Türkiye Birinci Dünya Savaşında saldırgan tarafta yer aldı. Tarihin en büyük askeri hezimetlerinden birine uğrayıp dağıldı. Savaştan sonra burada galiplerin işine gelen bir rejim kurulması gerekiyordu. O rejim 1923’te aynen istedikleri gibi kuruldu. Hepsi budur.
Daha erken kurulabilirdi. Daha kolay ve daha kansız olurdu, memleket o kadar harap olmazdı. Belki Tek Adam diktatörlüğüne de o kadar kolay teslim olmazdı. Ama 1918’de İngilizler bir hata yaptılar, barış şartı olarak İttihat ve Terakkikadrolarının tasfiyesini talep ettiler. Bunun üzerine birileri vatan millet diye haykırarak ayağa kalktı. Altı sene savaştan bitmiş bir ülkeyi gözünü kırpmadan tekrar kana ve ateşe sürdü.
İngilizler kızıp tehditler savurdular, asarız keseriz böleriz Sevr yaparız diye gözdağı verdiler, etkili olsun diye Yunanlıları sahaya saldılar.
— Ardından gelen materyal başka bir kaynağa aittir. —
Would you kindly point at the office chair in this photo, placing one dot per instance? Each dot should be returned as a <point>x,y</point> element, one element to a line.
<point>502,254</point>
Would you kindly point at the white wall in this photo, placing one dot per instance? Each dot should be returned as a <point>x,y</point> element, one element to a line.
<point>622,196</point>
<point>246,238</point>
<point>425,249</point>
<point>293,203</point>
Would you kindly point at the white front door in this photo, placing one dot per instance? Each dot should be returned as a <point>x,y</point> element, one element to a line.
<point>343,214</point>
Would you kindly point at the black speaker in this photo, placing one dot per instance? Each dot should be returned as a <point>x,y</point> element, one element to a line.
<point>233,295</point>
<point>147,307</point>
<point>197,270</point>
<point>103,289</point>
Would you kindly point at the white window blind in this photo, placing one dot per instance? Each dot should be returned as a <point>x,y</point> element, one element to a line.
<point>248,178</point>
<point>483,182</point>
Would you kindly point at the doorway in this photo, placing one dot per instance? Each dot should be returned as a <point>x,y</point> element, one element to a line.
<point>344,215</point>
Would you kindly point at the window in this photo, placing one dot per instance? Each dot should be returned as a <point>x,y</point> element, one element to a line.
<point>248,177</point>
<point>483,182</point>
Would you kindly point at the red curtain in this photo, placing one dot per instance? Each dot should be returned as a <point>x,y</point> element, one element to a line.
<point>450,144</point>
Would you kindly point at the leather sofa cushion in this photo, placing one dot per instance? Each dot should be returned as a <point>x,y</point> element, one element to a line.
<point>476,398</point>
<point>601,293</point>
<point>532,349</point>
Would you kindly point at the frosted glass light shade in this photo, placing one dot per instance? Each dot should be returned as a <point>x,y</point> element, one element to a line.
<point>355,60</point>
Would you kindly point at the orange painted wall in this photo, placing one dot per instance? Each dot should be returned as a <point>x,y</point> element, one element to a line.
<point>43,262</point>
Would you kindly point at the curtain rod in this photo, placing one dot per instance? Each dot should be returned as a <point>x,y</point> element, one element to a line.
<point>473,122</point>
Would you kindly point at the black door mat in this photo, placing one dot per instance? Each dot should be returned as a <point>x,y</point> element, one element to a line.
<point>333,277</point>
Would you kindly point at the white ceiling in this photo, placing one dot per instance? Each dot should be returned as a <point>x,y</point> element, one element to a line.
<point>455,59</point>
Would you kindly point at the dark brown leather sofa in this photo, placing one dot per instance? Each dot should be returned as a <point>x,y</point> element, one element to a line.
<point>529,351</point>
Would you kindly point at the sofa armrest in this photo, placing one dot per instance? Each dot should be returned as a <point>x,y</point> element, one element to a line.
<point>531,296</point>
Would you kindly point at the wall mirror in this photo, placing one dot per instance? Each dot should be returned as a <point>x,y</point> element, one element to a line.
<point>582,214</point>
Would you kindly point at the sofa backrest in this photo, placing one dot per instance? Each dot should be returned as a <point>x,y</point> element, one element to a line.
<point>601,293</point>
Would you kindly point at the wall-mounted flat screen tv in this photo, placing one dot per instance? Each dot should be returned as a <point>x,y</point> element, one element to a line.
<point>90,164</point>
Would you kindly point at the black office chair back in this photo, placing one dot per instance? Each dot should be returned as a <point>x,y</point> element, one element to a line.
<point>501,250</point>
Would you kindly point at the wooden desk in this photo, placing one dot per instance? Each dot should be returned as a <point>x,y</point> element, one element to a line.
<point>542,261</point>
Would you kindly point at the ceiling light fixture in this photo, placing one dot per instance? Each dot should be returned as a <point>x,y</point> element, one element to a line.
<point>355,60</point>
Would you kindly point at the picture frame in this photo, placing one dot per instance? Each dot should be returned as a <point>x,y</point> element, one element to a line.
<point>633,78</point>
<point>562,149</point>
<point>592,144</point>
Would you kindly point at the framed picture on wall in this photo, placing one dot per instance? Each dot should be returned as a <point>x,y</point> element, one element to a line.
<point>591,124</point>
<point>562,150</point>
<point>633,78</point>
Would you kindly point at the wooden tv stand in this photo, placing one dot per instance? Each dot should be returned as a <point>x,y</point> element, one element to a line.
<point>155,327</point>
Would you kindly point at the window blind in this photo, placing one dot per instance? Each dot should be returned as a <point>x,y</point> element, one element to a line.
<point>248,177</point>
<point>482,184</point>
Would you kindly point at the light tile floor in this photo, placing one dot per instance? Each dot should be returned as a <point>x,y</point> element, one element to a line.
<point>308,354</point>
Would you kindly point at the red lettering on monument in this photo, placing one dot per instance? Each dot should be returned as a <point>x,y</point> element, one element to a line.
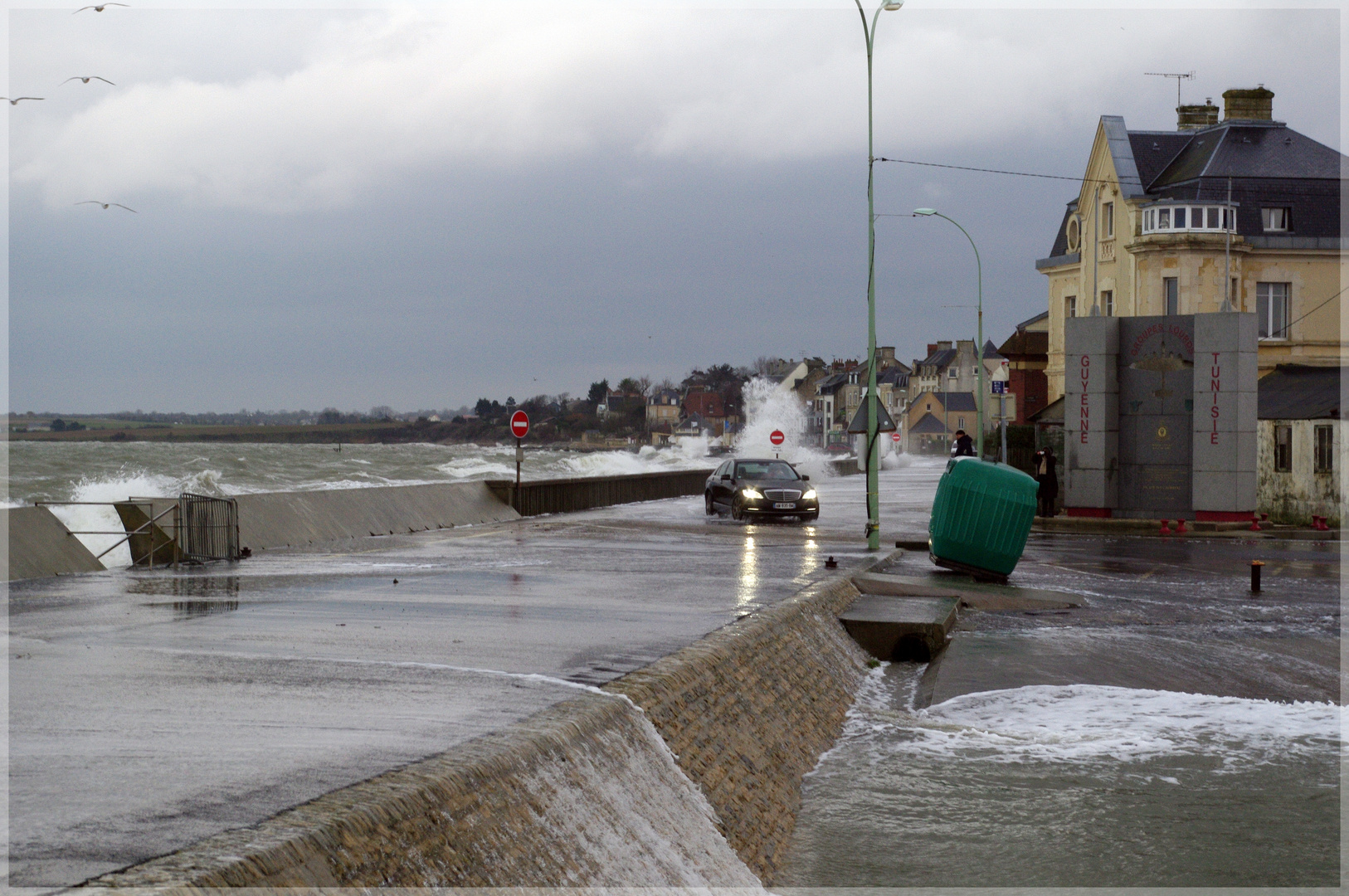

Üç sene daha manasız bir katliam oldu. Sonra gene İngilizlerin dediği oldu. Tek farkla: İttihatçı kadrodan ayıkladıkları yirmi otuz kişi hariç, gerisi vatan kurtaran kahraman kontenjanından memleketin tepesinde oturmaya devam etti.
Bundan dolayı kime neden minnet duyulacak, ben “anlamakta zorlanıyorum doğrusu”.
● Padişahlığın kaldırılıp bu cumhuriyetin kurulmasına itiraz ediyoruz.
Faraza İngiltere monarşisi kaldırılıp Fransa cumhuriyeti, yahut İsveç krallığı yerine Finlandiya cumhuriyeti kurulsaydı itiraz etmezdik belki. Ya da ederdik, kime ne? İngitere’nin Fransa’dan kötü bir yer olduğunu kim söylüyor? İsveç kralının Finlandiya cumhurbaşkanından daha yaramaz bir adam olduğu ne belli? Asya farklıdır Avrupaya benzemez diyorsanız buyurun, Tayland krallık, Kamboçya cumhuriyet: hangisi daha iyi?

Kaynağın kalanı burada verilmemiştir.